Wygląda na to, że porzucenie przez młodszą o 60 lat Crystal Harris było dla Hugh Hefnera naprawdę dużym ciosem. 85-latek chciał jej zaoferować bardzo wiele - majątek, nazwisko i sławę - ale obrotny króliczek uznał, że może zapewnić to sobie sama bez bagażu w postaci podstarzałego kochanka. Zresztą, popularność już udało się jej zyskać, a na nazwisko i pieniądze nie będzie musiała chyba zbyt długo pracować. Szczególnie, że porzuciła Hefnera dla wyjątkowo bogatego dziedzica psychoterapeutycznej fortuny.
Niedawno założyciel Playboya pokazał się w porannym programie stacji NBC, gdzie opowiedział, z jakich jego zdaniem powodów mogło dojść do rozstania. Było to dość żałosne, podobnie jak cała starość Hefnera.
Większość z tego, co Crystal mówiła publicznie po rozstaniu, nie jest prawdą - przekonuje Hef. I zapewniam cię, że wcale nie chodziło o to, o czym ona mówi. Podobał się jej taki styl życia, kochała inne dziewczyny. Myślę, że w tej historii jest jeszcze co najmniej jeden facet i że jest jeszcze coś, o czym nie wiemy. Poza tym, wydaje mi się, że kariera była dla niej ważniejsza niż związek ze mną.
Eureka!
Spędziliśmy ze sobą cudowne dwa i pół roku - kontynuuje i twierdzi, że Crystal musiała go bardzo kochać. Albo bardzo dobrze się maskować. Jeżeli udawała to wszystko, to robiła to świetnie. Przekonała mnie, że jest warta mojego uczucia. Przecież nie angażowałbym się w to wszystko, nie chciał się z nią ożenić, gdybym nie był pewien jej intencji!
Hugh dodaje również, że jego była już narzeczona na kilka dni przed porzuceniem poprosiła go, aby podarował jej Bentleya, wartego około 70 tysięcy dolarów (ponad 200 tysięcy złotych).
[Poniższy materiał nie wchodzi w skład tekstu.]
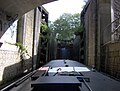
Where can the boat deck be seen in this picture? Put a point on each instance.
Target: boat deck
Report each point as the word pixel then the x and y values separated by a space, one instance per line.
pixel 98 81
Zachowała również pierścionek, ale... oddała mu ich wspólnego psa, Charlie'ego.
Bardzo za nim tęskniłem - przyznaje starzec. Myślę, że brakowało mi go bardziej, niż jej.
Jak myślicie, czy 85-letni facet może znaleźć 20-latkę z silikonowym biustem, która go szczerze pokocha?